« Ce congrès n'est peut-être pas une totale réussite, mais la démonstration de force que nous avons faite nous permet d'être optimistes pour la suite », résume Stéphane Héraud. Par ces mots, le président de l'Association générale de la production viticole (AGPV) a conclu les quatre heures de travaux du premier Congrès de la viticulture, le 6 juillet, à Bordeaux, réunissant les organisations nationales de la production (Cnaoc, VinIGP, Vif, CCVF et AGPV).
Invité de marque : le commissaire européen à l'Agriculture, Phil Hogan, arrivé la veille pour visiter l'ISVV de Bordeaux. Comme il l'a dit lui-même, il était là « pour faire des discours, mais aussi pour écouter ». Les représentants syndicaux en ont profité pour lui répéter un même message, sans fausse note : il faut préserver le modèle viticole européen.

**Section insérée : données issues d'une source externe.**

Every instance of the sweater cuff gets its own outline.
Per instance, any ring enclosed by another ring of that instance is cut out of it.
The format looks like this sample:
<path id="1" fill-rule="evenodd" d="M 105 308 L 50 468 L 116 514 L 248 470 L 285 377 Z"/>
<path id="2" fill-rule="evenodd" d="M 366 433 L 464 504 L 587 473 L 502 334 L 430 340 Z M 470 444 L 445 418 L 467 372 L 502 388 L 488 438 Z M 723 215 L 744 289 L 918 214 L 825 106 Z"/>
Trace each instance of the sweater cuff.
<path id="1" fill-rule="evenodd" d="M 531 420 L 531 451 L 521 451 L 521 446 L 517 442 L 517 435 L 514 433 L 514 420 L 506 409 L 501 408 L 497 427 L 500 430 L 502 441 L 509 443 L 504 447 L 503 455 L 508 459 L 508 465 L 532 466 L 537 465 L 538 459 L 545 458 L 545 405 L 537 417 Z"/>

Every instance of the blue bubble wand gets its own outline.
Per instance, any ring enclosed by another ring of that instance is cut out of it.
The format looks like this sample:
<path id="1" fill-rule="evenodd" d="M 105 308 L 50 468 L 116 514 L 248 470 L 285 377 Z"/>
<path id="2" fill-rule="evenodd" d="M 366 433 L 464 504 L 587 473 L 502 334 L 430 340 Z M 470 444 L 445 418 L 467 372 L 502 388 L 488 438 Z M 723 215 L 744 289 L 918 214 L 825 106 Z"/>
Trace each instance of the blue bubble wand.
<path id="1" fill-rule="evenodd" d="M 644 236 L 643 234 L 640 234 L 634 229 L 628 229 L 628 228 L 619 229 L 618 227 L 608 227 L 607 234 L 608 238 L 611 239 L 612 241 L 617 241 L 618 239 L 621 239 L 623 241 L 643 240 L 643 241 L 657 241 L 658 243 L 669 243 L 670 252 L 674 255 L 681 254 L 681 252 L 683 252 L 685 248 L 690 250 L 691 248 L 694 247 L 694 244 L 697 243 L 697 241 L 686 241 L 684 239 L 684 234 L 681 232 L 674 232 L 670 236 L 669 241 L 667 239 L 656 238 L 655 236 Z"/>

« Nous sommes fermement attachés aux spécificités viticoles. Sans statut spécifique, on risque de tirer vers le bas la qualité de nos produits », prévient Michel Servage, le président de VinIGP. « Nous ne voulons pas d'aides directes, mais des fonds structurants pour adapter le vignoble et gagner des parts de marché », assène Jérôme Despey, le président du conseil des vins de FranceAgriMer. « On l'a dit au moins 20 fois en deux jours au commissaire européen. Mais ses réactions nous font penser que ce système ne sera pas remis en cause », résume Stéphane Héraud.
La profession veut conserver deux autres spécificités : la réglementation sur l'étiquetage et celle sur les autorisations de plantation. Elle refuse l'étiquetage des calories et des ingrédients. « Le vin est déjà extrêmement encadré et réglementé. Tout est prévu pour garantir au consommateur de hauts niveaux de qualité et de transparence », a martelé Thomas Montagne, président des Vignerons indépendants de France, ajoutant que les touristes venant dans son caveau ne lui ont jamais demandé le détail nutritionnel de ses bouteilles.

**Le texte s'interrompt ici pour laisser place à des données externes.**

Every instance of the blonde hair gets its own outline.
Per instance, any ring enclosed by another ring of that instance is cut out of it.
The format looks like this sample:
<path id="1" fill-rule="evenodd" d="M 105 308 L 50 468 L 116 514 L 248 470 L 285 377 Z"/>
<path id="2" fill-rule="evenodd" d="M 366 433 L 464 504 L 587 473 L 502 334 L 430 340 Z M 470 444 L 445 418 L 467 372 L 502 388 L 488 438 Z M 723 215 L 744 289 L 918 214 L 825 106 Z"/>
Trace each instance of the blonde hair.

Quant aux autorisations de plantation : « Le dispositif a fait ses preuves. Il doit être conforté, amélioré et prolongé au-delà de 2030 », expose Stéphane Héraud.
À l'inverse, l'assurance récolte doit être réformée pour abaisser son seuil de déclenchement et modifier le calcul du rendement de référence. Reste l'inquiétude sur le montant de l'enveloppe nationale après 2018. Car Phil Hogan ne s'est pas avancé : « Je ne peux m'engager que sur le budget actuel. Je ne peux pas prédire l'avenir. Nous avons beaucoup d'incertitudes. Notamment, après le Brexit. »
Boris Calmette, le président de la Confédération des coopératives vinicoles de France (CCVF), récapitule : « Nous sommes rassurés sur l'OCM vin, mais inquiets quant au budget. Il faut se mettre en branle pour le maintenir. » « Nous avons mis une pièce dans la machine, maintenant il faut espérer gagner le gros lot », conclut Stéphane Héraud.
Ouvert aux cépages résistants
La veille du congrès, Phil Hogan s'est prêté à une dégustation à l'aveugle à l'ISVV de Bordeaux. Et c'est à un blanc, issu d'un nouveau cépage résistant au mildiou et à l'oïdium obtenu par l'Inra, qu'il a attribué la meilleure note et le prix le plus élevé. S'agissant de ces cépages, il a déclaré : « Nous devons continuer nos efforts pour moderniser le secteur vinicole européen grâce à l'innovation. Afin de préparer son avenir et se donner tous les moyens pour exploiter les nouvelles opportunités, surtout quand il s'agit des vins de qualité. » « Le commissaire est ouvert aux cépages résistants », traduit Bernard Farges, qui milite pour leur introduction dans les cahiers des charges des AOC.